I like stories about working-class heroines. Maybe it’s a
push-back against all the tinsely “Falcon Crest” television I grew up with in
the eighties—the over-starched George Jetson snap-on 'dos, the glittering
cocktail gowns, the sobbing betrayals.
Blech.
Give me a nice
girl who maybe hasn’t had it so easy. Who doesn’t have a lot of money. Who’s
learned something about herself because golden opportunities weren’t handed to
her at birth.
That’s exactly
why I came up with Cassidy Roby, heroine of DREAM ON.
Cassidy is a
roller-skate waitress at a Saturday night fixture that is familiar to anyone
who’s grown up in a small Texas town: The Dairy Queen. I don’t call it a Dairy
Queen in my book, but that’s exactly what it is. I don’t call DREAM ON a Cinderella
story, but that’s what it is—Cinderella, given a 21st century
upgrade.
SWEET DREAMS,
the second book in my Dreams Come True series, is a riff on Beauty and the
Beast (non-Disney version!) DREAM LOVER, due out in July, is Sleeping Beauty.
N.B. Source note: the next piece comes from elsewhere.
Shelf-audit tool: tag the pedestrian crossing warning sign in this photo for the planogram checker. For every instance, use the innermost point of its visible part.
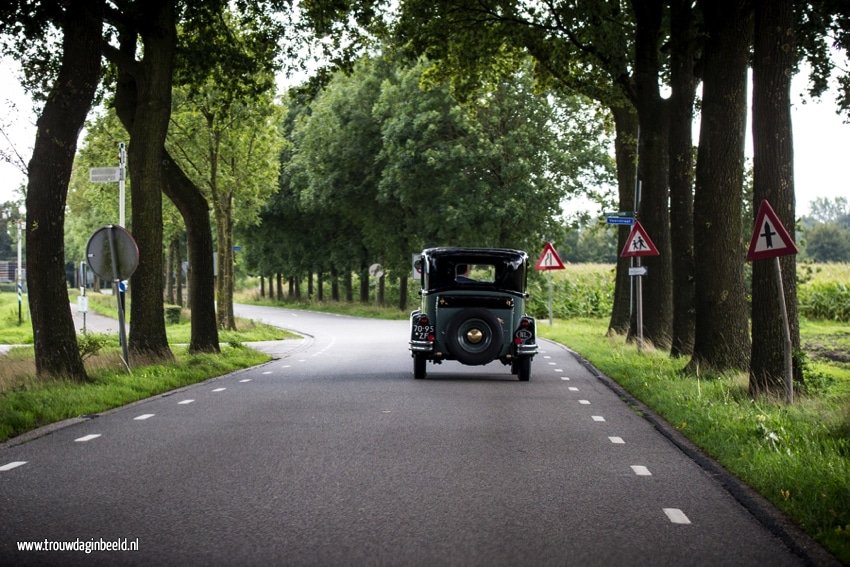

When you read the series, you’ll immediately spot the parallels. Then you can
write and tell me about them!
But let’s get
back to Cassidy and her solidly middle-class upbringing.
Even as a child
growing up with my Brothers Grimm anthology of trolls, witches and fairytale
princesses, I wondered how difficult it might be for a girl with humble roots to adapt to the
lush opulence of a privileged existence. We’ve all read that change is
stressful, even good change. So what happens when you go from being a single
mom in a tiny Texas town who works at a Dairy Queen … to dating the hunkiest,
richest quarterback in the free world?
I’ll give you
this example.
Let’s say it’s
you who’s working at Dairy Queen. Long hours. Low pay. Afternoons spent
unclogging grease traps behind the fryer. Now imagine somebody handing you the
keys to his Lamborghini, the gate code to his palatial ocean view estate, and
stuffing your closet with half a million dollars in designer gowns.
Sure, you’d love
it. But wouldn’t it freak you out a little, too? With Cassidy and her Super
Bowl winning quarterback suitor, Mason Hannigan, I wanted to see what happened
when he opened up the world for her—including the downside, especially for a
comparatively shy, soft-spoken woman like Cassidy, which is fame.
Cassidy hates
having her picture taken. Poor Mason can’t stay out of the camera lens.
Relationships,
even fictional ones—especially fictional ones—require sacrifice. In order for
Cassidy to be with Mason, she has to come to terms with the spotlight, and
Mason has to avoid making the same “putting work before family” mistakes that
cost him so dearly in the past. That struggle is why DREAM ON qualifies as a love
story and not just a romance. It’s why Cassidy and Mason belong together.
Hey, if love
were always easy, wouldn’t everyone be doing it?